Chapter 11. Troubleshooting Data Grid Servers

Gather diagnostic information about Data Grid server deployments and perform troubleshooting steps to resolve issues.

11.1. Getting Diagnostic Reports for Data Grid Servers

Data Grid servers provide aggregated reports in tar.gz archives that contain diagnostic information about both the Data Grid server and the host. The report provides details about CPU, memory, open files, network sockets and routing, threads, in addition to configuration and log files.

Procedure

  1. Create a CLI connection to Data Grid.
  2. Use the server report command to download a tar.gz archive:

    [//containers/default]> server report
    Downloaded report 'infinispan-<hostname>-<timestamp>-report.tar.gz'
  3. Move the tar.gz file to a suitable location on your filesystem.
  4. Extract the tar.gz file with any archiving tool.

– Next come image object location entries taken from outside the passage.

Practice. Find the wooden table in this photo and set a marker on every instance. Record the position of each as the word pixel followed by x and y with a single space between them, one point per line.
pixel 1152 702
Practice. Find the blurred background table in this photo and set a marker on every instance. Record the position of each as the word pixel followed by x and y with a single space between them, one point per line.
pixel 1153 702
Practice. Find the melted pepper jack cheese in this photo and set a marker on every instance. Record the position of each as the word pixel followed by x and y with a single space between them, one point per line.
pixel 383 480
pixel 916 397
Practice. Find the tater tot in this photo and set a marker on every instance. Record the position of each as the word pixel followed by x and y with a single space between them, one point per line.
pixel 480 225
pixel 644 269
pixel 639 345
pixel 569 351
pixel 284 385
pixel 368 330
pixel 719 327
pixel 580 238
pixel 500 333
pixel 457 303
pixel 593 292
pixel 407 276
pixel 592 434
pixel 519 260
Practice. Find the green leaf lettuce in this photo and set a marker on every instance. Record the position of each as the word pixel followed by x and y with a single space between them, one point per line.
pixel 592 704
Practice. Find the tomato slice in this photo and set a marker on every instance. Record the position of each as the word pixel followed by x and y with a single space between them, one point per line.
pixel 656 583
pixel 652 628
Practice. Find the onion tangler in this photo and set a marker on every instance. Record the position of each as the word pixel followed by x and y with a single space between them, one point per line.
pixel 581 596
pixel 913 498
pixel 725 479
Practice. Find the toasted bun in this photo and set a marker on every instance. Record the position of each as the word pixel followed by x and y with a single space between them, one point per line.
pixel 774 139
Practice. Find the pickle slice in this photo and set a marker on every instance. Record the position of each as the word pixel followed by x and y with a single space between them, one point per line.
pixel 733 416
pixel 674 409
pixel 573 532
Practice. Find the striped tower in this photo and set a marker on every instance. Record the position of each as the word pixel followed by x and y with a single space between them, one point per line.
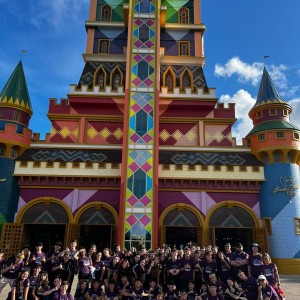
pixel 138 196
pixel 276 142
pixel 15 113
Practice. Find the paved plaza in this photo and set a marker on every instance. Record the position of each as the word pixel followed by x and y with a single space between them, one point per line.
pixel 290 284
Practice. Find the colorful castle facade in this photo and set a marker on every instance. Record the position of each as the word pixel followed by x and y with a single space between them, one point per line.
pixel 141 152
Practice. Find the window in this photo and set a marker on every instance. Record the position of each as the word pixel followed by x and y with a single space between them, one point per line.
pixel 13 153
pixel 279 135
pixel 106 13
pixel 272 112
pixel 259 114
pixel 184 16
pixel 261 136
pixel 296 136
pixel 17 116
pixel 2 151
pixel 184 48
pixel 266 222
pixel 297 225
pixel 103 46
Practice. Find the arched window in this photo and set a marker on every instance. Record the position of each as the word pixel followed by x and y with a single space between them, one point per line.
pixel 106 13
pixel 2 150
pixel 116 79
pixel 186 80
pixel 13 153
pixel 100 77
pixel 184 16
pixel 277 156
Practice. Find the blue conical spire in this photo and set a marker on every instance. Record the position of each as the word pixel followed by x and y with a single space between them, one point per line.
pixel 267 93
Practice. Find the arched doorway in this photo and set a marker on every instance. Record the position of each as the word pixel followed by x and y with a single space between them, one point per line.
pixel 44 221
pixel 180 226
pixel 235 224
pixel 97 225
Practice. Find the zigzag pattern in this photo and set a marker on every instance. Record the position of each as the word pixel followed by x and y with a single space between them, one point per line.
pixel 208 159
pixel 68 155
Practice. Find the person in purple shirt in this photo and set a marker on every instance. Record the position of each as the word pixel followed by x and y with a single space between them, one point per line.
pixel 239 261
pixel 248 285
pixel 95 292
pixel 11 270
pixel 265 291
pixel 20 287
pixel 255 261
pixel 186 264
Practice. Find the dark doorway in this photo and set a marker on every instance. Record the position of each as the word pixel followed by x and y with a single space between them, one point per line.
pixel 48 234
pixel 180 236
pixel 233 236
pixel 100 235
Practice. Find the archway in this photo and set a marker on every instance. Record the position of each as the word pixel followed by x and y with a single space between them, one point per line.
pixel 97 223
pixel 180 225
pixel 44 220
pixel 234 223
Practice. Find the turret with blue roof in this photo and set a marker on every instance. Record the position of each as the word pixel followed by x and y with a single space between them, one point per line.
pixel 275 141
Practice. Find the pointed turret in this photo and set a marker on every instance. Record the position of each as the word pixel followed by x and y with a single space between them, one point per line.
pixel 276 142
pixel 15 92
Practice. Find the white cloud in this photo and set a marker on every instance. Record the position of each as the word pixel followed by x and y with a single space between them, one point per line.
pixel 251 73
pixel 56 12
pixel 243 103
pixel 295 104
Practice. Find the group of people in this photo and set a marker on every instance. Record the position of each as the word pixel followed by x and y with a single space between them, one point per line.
pixel 193 273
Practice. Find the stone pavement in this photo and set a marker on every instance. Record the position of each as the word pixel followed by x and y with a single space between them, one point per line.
pixel 290 284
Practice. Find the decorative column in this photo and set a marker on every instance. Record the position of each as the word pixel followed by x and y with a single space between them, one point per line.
pixel 139 158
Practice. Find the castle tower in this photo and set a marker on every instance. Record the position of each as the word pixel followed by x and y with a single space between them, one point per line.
pixel 276 142
pixel 15 113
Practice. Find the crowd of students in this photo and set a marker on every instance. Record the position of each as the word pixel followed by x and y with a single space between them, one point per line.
pixel 193 273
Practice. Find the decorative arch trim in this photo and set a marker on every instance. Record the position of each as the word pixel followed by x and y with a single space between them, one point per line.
pixel 99 70
pixel 46 200
pixel 96 205
pixel 231 204
pixel 169 70
pixel 181 206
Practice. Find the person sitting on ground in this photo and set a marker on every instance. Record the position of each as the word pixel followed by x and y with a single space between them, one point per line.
pixel 20 287
pixel 265 291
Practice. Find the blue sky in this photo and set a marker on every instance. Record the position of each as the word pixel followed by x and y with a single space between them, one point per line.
pixel 239 33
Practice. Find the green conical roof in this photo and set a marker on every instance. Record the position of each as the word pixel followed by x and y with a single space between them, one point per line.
pixel 267 93
pixel 15 92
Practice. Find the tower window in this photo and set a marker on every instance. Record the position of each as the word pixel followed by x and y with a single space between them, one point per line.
pixel 17 116
pixel 106 13
pixel 2 151
pixel 296 136
pixel 272 112
pixel 259 114
pixel 13 153
pixel 103 46
pixel 261 137
pixel 184 16
pixel 184 48
pixel 279 135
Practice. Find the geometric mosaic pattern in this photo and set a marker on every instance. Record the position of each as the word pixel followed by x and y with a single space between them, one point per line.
pixel 139 181
pixel 207 158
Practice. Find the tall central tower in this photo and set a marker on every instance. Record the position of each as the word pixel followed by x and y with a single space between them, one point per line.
pixel 138 188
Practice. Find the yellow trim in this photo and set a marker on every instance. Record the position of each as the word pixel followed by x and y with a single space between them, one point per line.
pixel 228 203
pixel 97 205
pixel 44 200
pixel 186 70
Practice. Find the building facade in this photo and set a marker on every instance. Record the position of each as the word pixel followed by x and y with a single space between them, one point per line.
pixel 142 152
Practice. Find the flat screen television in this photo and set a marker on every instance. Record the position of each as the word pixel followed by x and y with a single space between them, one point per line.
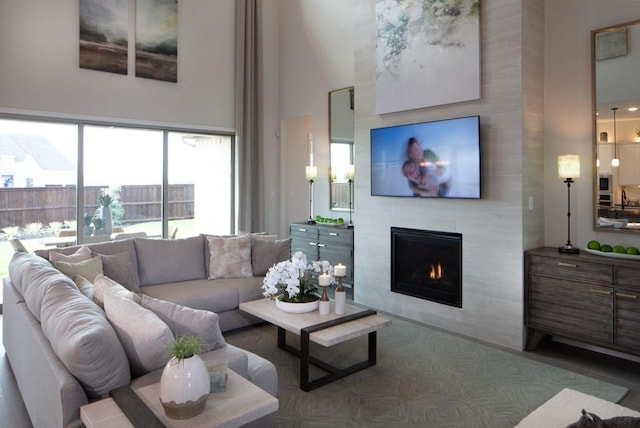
pixel 439 159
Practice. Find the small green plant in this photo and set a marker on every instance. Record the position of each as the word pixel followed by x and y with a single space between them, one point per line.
pixel 186 346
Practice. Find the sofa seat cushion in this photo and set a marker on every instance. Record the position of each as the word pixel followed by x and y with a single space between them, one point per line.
pixel 83 339
pixel 32 276
pixel 161 261
pixel 217 295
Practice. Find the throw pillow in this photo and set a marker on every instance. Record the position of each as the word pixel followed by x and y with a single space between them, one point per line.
pixel 83 253
pixel 230 257
pixel 145 338
pixel 84 285
pixel 184 320
pixel 118 267
pixel 83 339
pixel 103 285
pixel 265 254
pixel 88 268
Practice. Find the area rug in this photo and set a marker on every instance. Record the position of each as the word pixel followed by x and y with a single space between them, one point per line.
pixel 423 378
pixel 566 407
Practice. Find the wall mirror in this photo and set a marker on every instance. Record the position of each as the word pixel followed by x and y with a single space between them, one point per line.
pixel 616 103
pixel 341 132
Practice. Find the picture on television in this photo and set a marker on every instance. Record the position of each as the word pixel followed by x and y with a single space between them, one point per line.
pixel 439 159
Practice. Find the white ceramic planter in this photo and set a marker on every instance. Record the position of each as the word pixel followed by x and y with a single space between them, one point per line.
pixel 297 308
pixel 184 387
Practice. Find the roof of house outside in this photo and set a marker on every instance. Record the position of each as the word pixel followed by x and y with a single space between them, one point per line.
pixel 43 152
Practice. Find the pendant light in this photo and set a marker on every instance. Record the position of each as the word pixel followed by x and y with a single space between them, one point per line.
pixel 615 161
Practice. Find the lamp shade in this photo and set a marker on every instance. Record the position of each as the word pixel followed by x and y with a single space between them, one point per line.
pixel 569 166
pixel 349 172
pixel 311 172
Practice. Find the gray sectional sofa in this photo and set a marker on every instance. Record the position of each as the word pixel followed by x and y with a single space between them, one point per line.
pixel 65 350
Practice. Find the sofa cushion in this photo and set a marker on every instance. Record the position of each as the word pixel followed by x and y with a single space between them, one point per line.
pixel 103 285
pixel 266 253
pixel 119 267
pixel 81 254
pixel 33 276
pixel 229 257
pixel 84 285
pixel 186 257
pixel 145 337
pixel 88 268
pixel 83 339
pixel 184 320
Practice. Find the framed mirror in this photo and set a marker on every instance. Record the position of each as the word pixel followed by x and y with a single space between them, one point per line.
pixel 616 105
pixel 341 132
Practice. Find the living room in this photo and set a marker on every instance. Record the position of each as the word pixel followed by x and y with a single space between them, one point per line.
pixel 530 112
pixel 535 104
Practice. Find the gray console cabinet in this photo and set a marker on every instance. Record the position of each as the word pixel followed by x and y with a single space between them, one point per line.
pixel 584 297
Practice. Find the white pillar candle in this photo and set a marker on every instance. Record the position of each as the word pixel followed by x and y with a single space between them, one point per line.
pixel 324 279
pixel 340 270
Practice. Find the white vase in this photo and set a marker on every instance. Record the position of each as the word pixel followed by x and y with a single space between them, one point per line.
pixel 184 387
pixel 341 297
pixel 296 308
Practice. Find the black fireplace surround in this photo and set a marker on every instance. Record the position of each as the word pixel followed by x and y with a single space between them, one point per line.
pixel 427 264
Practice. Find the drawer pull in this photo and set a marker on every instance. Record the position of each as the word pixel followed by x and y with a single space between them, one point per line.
pixel 567 264
pixel 629 296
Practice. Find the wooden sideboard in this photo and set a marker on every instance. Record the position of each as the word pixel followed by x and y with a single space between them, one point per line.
pixel 319 242
pixel 584 297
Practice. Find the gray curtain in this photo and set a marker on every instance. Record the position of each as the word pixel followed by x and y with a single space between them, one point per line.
pixel 248 115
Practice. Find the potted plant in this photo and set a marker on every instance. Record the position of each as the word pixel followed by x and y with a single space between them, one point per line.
pixel 290 283
pixel 185 383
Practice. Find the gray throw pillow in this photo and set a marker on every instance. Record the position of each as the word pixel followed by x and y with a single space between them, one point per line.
pixel 265 254
pixel 230 257
pixel 184 320
pixel 145 338
pixel 83 253
pixel 83 339
pixel 119 267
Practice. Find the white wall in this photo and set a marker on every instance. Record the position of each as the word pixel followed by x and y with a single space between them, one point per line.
pixel 39 71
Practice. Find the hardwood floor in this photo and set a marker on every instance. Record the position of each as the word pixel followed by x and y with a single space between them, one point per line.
pixel 600 366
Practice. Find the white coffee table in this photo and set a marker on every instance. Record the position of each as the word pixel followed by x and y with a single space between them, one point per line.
pixel 241 403
pixel 326 330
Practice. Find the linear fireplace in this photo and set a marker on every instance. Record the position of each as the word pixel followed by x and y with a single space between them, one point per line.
pixel 427 264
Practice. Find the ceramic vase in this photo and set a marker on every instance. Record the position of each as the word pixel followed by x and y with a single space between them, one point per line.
pixel 296 308
pixel 184 387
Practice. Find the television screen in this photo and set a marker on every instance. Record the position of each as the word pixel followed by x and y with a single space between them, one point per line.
pixel 439 159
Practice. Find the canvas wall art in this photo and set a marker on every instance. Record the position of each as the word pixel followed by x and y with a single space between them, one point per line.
pixel 157 39
pixel 104 27
pixel 427 53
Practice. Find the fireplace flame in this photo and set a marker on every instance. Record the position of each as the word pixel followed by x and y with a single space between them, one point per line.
pixel 435 273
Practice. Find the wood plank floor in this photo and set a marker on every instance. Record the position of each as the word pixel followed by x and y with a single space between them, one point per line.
pixel 605 367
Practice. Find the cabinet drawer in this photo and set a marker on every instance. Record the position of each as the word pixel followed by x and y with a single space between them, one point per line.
pixel 575 270
pixel 336 236
pixel 571 309
pixel 627 277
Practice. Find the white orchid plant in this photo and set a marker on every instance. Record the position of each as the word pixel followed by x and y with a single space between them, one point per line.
pixel 291 279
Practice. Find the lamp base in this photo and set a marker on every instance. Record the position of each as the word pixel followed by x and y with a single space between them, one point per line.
pixel 568 249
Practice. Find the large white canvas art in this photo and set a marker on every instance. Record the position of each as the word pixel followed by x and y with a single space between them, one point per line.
pixel 427 53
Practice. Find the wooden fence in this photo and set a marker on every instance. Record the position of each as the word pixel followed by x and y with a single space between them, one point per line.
pixel 21 206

11.2. Changing Data Grid Server Logging Configuration at Runtime

Modify the logging configuration for Data Grid servers at runtime to temporarily adjust logging to troubleshoot issues and perform root cause analysis.

Modifying the logging configuration through the CLI is a runtime-only operation, which means that changes:

  • Are not saved to the log4j2.xml file. Restarting server nodes or the entire cluster resets the logging configuration to the default properties in the log4j2.xml file.
  • Apply only to the nodes in the cluster when you invoke the CLI. Nodes that join the cluster after you change the logging configuration use the default properties.

Procedure

  1. Create a CLI connection to Data Grid.
  2. Use the logging to make the required adjustments.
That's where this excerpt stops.